Indonesia selama ini tidak memiliki hubungan diplomatik formal dengan Israel dan merupakan negara dengan populasi Muslim terbesar di dunia.

Penelitian yang dilakukan oleh Lab Keamanan Amnesty International, berdasarkan sumber terbuka termasuk catatan perdagangan, data pengiriman dan pemindaian internet, mengungkap hubungan antara badan dan lembaga resmi pemerintah di negara Asia Tenggara dan perusahaan teknologi Israel NSO, Candiru, Wintego dan Intellexa.

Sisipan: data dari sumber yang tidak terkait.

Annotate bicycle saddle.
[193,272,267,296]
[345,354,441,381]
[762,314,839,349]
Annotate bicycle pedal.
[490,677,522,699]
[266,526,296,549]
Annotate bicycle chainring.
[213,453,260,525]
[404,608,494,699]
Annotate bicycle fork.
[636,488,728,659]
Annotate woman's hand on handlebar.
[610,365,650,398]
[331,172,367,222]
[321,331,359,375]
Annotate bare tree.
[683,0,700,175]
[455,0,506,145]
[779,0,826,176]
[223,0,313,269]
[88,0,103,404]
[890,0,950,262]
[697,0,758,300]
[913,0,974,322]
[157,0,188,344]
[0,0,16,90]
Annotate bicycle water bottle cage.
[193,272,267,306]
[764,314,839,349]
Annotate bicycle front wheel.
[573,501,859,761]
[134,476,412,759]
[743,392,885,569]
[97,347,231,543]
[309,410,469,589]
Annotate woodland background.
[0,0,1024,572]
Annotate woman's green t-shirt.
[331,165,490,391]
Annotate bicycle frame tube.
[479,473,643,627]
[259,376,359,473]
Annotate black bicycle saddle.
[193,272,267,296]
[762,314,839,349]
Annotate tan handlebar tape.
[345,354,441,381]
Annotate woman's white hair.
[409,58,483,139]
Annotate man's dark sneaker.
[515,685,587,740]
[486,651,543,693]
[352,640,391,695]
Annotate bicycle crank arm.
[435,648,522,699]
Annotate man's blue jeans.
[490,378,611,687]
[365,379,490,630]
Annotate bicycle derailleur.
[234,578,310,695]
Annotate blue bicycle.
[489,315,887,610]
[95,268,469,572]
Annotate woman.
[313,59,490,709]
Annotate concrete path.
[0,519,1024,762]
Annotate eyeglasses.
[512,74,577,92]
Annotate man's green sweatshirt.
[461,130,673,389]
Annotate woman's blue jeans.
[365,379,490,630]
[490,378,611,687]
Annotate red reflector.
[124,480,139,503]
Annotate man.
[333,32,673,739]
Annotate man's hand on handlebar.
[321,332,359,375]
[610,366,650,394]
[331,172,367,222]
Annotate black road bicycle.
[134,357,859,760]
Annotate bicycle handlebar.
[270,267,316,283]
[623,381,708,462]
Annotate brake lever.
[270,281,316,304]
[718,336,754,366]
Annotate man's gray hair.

Perusahaan-perusahaan tersebut tergabung dalam sebuah konsorsium yang awalnya didirikan oleh mantan perwira militer Israel, setidaknya sejak tahun 2017.

Aliansi Intellexa misalnya, selama ini aktif terlibat dalam pengembangan dan pemasaran berbagai produk pengawasan termasuk spyware canggih, platform pengawasan massal, dan sistem taktis untuk menargetkan dan mencegat perangkat di sekitar.

Menurut hasil penyelidikan Amnesty International, Entitas korporat aliansi ini tersebar di berbagai yurisdiksi, baik di dalam maupun di luar Uni Eropa.

Sifat sebenarnya dari hubungan antara perusahaan-perusahaan ini diselimuti kerahasiaan karena entitas korporasi, dan struktur di antara mereka, terus-menerus berubah, berganti nama, mengubah merek, dan berkembang.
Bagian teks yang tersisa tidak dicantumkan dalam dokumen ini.